There are now high requirements for engines to discharge as little as possible of substances which are harmful to the environment, while at the same time it is desirable to lengthen the interval between servicing operations. For an engine to achieve this, the oil used for its lubrication and cooling has to meet high requirements. A properly functioning combustion engine consumes less propellant and discharges a smaller amount of substances which are harmful to the environment. To enable for example a combustion engine to discharge smaller amounts of pollutants it is desired to increase the pressure and temperature at which the combustion takes place. This involves still higher requirements for the engine's components, inter alia the motor oil. Engines of heavy vehicles are subject to particularly severe stresses in that they have to provide a very large amount of power to enable the vehicle to travel and carry its cargo in a desirable way.
Motor oil is used as lubricant in combustion engines. Contact with acid combustion gases acidifies this oil, which is thus degraded and may become corrosive, with consequent adverse effects both upon the its tribological (lubricating) characteristics and upon the surface layers of the lubrication system.
Various additives are used to improve motor oil characteristics, comprising inter alia acidity-regulating (buffering) additives, but also viscosity-regulating, anti-oxidant and wear-inhibiting additives to make it possible to cope with the high pressures and temperatures at which the engine operates. These additives are consumed over time and when their amount in the oil reaches a certain level the oil has to be changed. The consequences of additive consumption include impairment of the oil's tribological characteristics, and in the worst case the oil may cause corrosive wear of the components with which it comes into contact. The additives are important to enable the oil to perform its function in a desirable way but they also lead to increased levels of soot in the exhaust flow. Too high soot contents in the exhaust gases result in greater load on exhaust-cleaning components, e.g. the particle filter.
Ion exchangers are solid materials (insoluble matrices), often with a carbon/silicon-based fundamental structure, which have the ability to bind positive or negative ions (cation exchangers and anion exchangers respectively). A cation exchanger can capture positive ions of one kind while at the same time releasing positive ions of another kind.
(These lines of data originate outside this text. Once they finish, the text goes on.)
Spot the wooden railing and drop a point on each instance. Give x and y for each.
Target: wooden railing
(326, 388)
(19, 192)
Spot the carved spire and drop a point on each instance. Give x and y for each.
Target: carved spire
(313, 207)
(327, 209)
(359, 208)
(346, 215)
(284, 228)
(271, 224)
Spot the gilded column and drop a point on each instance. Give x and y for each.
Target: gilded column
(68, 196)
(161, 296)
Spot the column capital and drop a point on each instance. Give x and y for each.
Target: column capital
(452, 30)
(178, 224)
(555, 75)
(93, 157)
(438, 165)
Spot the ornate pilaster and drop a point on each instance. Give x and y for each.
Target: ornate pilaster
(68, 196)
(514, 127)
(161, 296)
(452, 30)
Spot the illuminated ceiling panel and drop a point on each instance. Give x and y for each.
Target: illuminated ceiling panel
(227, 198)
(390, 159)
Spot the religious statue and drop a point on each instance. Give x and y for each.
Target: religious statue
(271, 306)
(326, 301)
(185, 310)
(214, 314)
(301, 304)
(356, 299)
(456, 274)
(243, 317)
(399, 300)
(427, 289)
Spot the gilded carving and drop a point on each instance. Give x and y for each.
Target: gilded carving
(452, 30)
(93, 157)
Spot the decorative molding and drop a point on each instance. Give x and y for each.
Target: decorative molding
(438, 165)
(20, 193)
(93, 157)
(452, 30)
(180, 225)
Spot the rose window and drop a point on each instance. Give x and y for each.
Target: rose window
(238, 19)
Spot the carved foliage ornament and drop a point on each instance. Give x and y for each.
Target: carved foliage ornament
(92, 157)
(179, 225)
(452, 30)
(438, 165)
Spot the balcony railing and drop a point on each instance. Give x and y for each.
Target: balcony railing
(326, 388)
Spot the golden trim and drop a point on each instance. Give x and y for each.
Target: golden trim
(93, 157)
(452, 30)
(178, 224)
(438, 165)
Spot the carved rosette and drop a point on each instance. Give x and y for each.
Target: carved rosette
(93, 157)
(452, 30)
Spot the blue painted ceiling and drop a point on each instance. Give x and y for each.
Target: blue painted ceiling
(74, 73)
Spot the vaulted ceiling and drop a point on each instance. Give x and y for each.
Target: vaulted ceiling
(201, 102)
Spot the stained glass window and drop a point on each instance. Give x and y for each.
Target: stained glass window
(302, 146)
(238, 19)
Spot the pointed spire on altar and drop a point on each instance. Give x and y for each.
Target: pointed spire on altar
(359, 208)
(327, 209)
Similarly, an anion exchanger captures negative ions of one kind while at the same time releasing negative ions of another kind. The ions captured by/released from an ion exchanger are called counterions.
There is today a new technology, COT (clean oil technology), which continuously cleans the oil during operation. The system takes the form of a bypass duct and the oil passes not only through a fine-mesh particle filter which removes very small solid pollutants, but also through a vaporisation unit which separates liquid pollutants which are of lower vapour pressure than the oil. This technology does however not deal with the increasing acidity of the oil.
WO 2004/094381 A1 describes acidity regulation and monitoring of lubricating liquids used in air compressors of screw or centrifugal type. Lubricating liquids used in such a compressor are not subject to as aggressive an environment as motor oil and therefore do not have such a large content of additives or harmful particles. They are however subject continuously to a certain acid load and WO 2004/094381 A1 proposes that this be dealt with by using anion exchangers.
GR1004835B1 describes filtration and acidity regulation of motor oil by ion exchangers. The acidity regulation takes place in a separate device outside of the vehicle and the oil needs to be as clean as possible, i.e. with no additives or pollutants remaining in it. This means that the additives, which are expensive and distinguish a good motor oil from a less good one, are removed, but so too at the same time are other additives to the oil. The result will be a clean and relatively inexpensive bulk oil.